There is no denying that evangelicals have faced criticism for their unwavering loyalty to conservative causes, particularly on social issues. But one cannot ignore their effectiveness in mobilizing voters and channeling support for conservative candidates. This success is not just a result of the evangelical community’s sheer size, but rather their patient pursuit of long-term goals.

Take, for instance, the role of evangelical Christians in the United States. For decades, evangelicals have championed conservative causes, such as opposition to abortion rights, support for traditional marriage, and advocacy for religious freedom. By influencing public opinion and political discourse on these issues, they have pushed the conservative agenda forward, even when faced with significant opposition.

Evangelicals understand that lasting change rarely happens overnight. They have taken the time to build strong networks of like-minded individuals, churches, and organizations across the country. This intricate web of connections not only amplifies their message but also enables them to mobilize voters effectively during elections.

In addition to grassroots efforts, evangelicals have invested heavily in cultivating leaders who can further their cause. These leaders, whether they are pastors, politicians, or activists, are groomed over time, equipped with sound political strategies, and encouraged to build broad coalitions. This investment in leadership continuity ensures that conservative values are effectively communicated, defended, and advanced.

One example that demonstrates the power of evangelicals playing the long game is the Supreme Court vacancy left by the passing of Justice Antonin Scalia in 2016. Evangelical leaders recognized the significance of this opportunity and directed their efforts towards ensuring a conservative replacement. Their influence, combined with strategic organization and mobilization of voters, ultimately led to the confirmation of Justice Neil Gorsuch.

This long-term perspective is not limited to the United States. Conservative parties across the globe have recognized the power of the evangelical constituency and actively seek their support. Whether it’s working towards restricting access to abortion in Poland or mobilizing evangelical voters in Brazilian elections, conservatives understand the importance of aligning with evangelicals to secure electoral victories and promote their policy goals.

However, playing the long game also comes with its challenges. The alliance between evangelicals and conservatives risks alienating broader and more diverse segments of society. Critics argue that overly focusing on conservative social issues can undermine progress on other pressing concerns, such as economic inequality, climate change, and social justice.

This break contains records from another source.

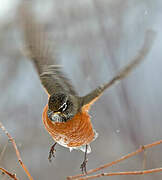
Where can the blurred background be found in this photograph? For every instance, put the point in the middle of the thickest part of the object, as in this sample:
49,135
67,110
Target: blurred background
93,39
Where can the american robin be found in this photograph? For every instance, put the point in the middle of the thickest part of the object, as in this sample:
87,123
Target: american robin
66,116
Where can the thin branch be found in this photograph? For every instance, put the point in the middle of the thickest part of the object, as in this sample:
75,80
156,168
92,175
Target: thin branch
3,151
141,149
17,151
122,173
13,176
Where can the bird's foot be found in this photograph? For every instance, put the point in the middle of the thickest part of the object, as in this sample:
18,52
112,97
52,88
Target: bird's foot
83,166
52,152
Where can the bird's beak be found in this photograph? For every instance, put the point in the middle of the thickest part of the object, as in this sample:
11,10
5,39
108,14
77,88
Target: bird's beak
90,98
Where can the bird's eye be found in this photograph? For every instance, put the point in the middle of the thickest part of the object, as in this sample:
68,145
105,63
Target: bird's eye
63,107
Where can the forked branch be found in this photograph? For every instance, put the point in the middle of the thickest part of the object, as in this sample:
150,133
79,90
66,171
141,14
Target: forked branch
17,152
141,149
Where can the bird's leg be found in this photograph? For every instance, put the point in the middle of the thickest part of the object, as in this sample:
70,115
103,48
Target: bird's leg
52,152
83,165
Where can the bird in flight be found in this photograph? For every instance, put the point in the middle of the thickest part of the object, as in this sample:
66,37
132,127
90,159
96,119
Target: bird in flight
66,115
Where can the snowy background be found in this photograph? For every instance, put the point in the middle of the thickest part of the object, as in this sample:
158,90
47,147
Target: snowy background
94,39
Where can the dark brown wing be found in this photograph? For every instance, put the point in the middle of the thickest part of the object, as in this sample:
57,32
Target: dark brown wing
38,48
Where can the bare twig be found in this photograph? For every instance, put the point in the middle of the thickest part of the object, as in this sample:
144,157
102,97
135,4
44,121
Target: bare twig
13,176
17,151
141,149
3,151
122,173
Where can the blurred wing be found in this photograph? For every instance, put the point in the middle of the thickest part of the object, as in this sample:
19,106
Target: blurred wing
90,98
38,48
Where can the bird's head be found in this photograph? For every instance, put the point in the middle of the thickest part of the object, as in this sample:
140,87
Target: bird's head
62,107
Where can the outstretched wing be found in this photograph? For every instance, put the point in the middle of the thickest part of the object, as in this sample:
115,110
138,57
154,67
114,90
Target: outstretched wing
38,48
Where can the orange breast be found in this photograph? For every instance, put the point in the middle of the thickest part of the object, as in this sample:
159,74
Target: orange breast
75,132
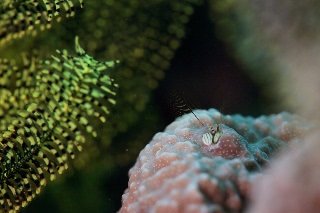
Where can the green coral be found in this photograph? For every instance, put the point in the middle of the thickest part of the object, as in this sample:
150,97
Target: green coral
50,109
143,35
21,17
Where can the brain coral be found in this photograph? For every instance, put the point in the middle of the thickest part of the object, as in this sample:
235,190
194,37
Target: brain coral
177,172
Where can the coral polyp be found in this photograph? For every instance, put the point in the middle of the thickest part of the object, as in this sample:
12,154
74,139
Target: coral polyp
177,172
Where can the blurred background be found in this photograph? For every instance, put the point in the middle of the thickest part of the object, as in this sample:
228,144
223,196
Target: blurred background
235,56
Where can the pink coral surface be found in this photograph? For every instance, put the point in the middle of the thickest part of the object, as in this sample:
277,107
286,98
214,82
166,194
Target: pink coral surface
177,172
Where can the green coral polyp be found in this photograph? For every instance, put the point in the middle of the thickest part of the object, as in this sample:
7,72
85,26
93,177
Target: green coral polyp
41,137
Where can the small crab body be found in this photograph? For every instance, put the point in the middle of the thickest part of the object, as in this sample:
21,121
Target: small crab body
213,136
225,142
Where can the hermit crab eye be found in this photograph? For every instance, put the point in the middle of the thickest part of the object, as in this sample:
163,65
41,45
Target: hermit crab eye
207,138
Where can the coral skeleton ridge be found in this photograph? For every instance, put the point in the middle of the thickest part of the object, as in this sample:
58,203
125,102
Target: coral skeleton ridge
177,172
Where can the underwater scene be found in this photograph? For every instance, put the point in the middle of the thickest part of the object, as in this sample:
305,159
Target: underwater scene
206,106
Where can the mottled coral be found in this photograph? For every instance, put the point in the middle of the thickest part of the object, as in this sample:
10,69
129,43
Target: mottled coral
292,183
176,172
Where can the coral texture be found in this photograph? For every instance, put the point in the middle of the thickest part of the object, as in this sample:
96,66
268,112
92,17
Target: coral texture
177,172
292,183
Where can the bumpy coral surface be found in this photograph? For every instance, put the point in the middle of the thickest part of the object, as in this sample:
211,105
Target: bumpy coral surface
177,172
292,183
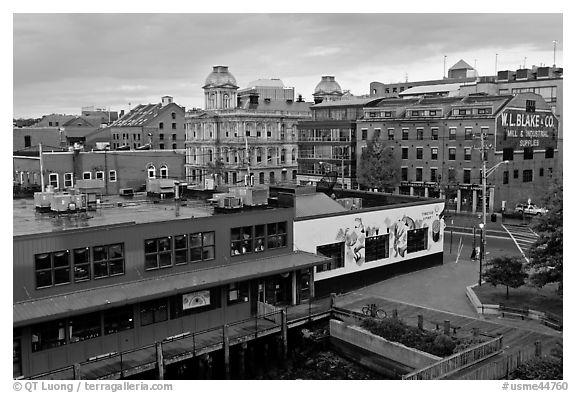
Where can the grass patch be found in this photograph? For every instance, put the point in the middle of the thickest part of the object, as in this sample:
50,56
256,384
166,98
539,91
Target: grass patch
540,299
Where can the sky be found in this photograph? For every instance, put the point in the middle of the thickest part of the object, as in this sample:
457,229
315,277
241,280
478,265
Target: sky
63,62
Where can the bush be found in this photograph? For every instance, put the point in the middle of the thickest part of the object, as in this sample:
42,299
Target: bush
444,345
397,331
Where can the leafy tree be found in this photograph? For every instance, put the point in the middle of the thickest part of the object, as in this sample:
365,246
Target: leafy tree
546,261
508,271
379,166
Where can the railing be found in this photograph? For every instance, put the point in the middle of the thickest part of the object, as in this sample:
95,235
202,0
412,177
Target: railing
457,361
173,349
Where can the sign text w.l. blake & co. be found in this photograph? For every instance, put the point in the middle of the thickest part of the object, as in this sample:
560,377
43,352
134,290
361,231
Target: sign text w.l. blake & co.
518,129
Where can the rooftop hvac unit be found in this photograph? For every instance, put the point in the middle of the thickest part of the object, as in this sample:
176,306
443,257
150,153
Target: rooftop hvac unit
230,202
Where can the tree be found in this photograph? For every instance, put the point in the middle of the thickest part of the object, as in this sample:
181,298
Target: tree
546,261
508,271
379,166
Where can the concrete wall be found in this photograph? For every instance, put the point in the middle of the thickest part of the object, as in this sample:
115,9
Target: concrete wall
396,352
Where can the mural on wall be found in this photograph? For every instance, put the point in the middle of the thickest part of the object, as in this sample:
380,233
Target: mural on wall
354,235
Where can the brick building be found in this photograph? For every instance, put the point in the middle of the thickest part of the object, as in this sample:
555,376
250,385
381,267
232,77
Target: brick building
438,142
155,126
217,137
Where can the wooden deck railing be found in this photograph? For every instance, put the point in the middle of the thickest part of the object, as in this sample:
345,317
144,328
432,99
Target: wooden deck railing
458,361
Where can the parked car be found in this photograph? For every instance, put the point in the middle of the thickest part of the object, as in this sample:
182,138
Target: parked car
535,210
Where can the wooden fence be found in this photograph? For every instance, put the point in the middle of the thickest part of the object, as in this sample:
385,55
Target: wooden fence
458,361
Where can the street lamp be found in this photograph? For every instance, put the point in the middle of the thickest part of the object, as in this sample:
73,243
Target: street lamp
485,174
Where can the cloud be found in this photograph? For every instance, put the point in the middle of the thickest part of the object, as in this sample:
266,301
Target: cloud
63,60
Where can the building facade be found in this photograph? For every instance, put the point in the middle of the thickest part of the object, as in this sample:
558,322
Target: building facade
241,138
117,169
154,126
126,280
327,143
438,142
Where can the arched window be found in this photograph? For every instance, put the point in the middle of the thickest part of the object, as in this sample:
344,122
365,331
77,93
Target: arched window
164,172
151,172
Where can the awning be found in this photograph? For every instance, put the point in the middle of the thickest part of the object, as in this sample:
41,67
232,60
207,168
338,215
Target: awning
101,298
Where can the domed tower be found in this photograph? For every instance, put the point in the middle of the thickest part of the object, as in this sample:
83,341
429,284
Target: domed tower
220,89
327,90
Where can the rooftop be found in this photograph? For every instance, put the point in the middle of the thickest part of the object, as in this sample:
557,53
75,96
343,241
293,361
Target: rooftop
132,211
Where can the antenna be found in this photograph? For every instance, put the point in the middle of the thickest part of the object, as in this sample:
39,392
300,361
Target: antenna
554,42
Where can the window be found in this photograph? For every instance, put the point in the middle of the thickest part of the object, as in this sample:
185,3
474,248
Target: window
153,311
48,335
508,154
81,258
180,249
52,268
164,172
118,319
108,260
237,292
418,174
417,240
158,253
84,327
151,172
334,251
466,179
68,180
433,174
242,239
377,247
202,246
276,235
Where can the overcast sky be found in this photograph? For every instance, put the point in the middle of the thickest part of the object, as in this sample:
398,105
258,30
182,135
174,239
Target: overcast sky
65,61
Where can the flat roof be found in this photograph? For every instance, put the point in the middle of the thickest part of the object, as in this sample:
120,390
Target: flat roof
27,221
105,297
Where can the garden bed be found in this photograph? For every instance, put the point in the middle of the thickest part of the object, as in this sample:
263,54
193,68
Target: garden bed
543,299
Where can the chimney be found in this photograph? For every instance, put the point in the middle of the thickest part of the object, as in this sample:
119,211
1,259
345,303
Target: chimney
167,100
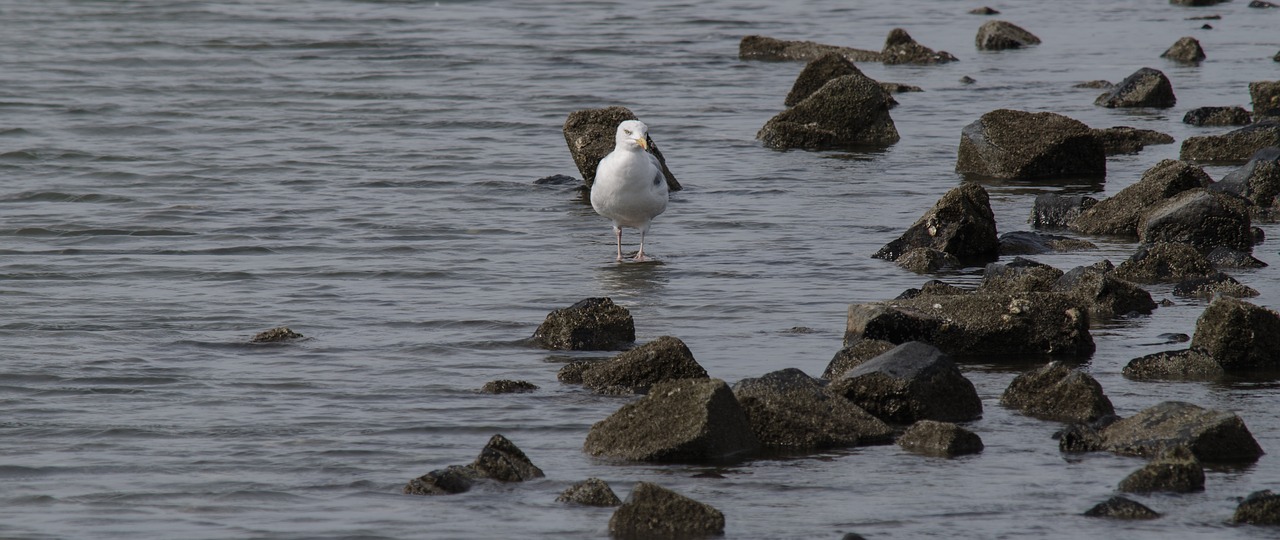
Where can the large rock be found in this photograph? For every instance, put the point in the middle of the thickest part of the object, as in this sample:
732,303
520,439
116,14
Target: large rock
592,324
685,420
1056,392
1146,87
791,410
910,383
1120,214
960,223
592,135
1013,143
1000,35
846,111
656,512
636,370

Moreover, by prioritizing their long-term goals, evangelicals have faced accusations of being out of touch with shifting societal values. As public opinion continues to evolve, particularly among younger generations, conservatives must find a way to reconcile their core beliefs with the changing social landscape.

Nevertheless, the effective partnership between conservatives and evangelicals proves that long-term planning and investment can yield substantial political influence. As the saying goes, “Rome wasn’t built in a day.” Evangelicals understand the power of persistently working towards their goals, and conservatives have undoubtedly benefited from their meticulous, patient approach.

In an era of short-term thinking and immediate gratification, evangelicals serve as a reminder of the power of strategic patience. If conservatives want to continue winning in the long run, they would be wise to learn from the impact of evangelicals and invest in a future-centered approach to politics.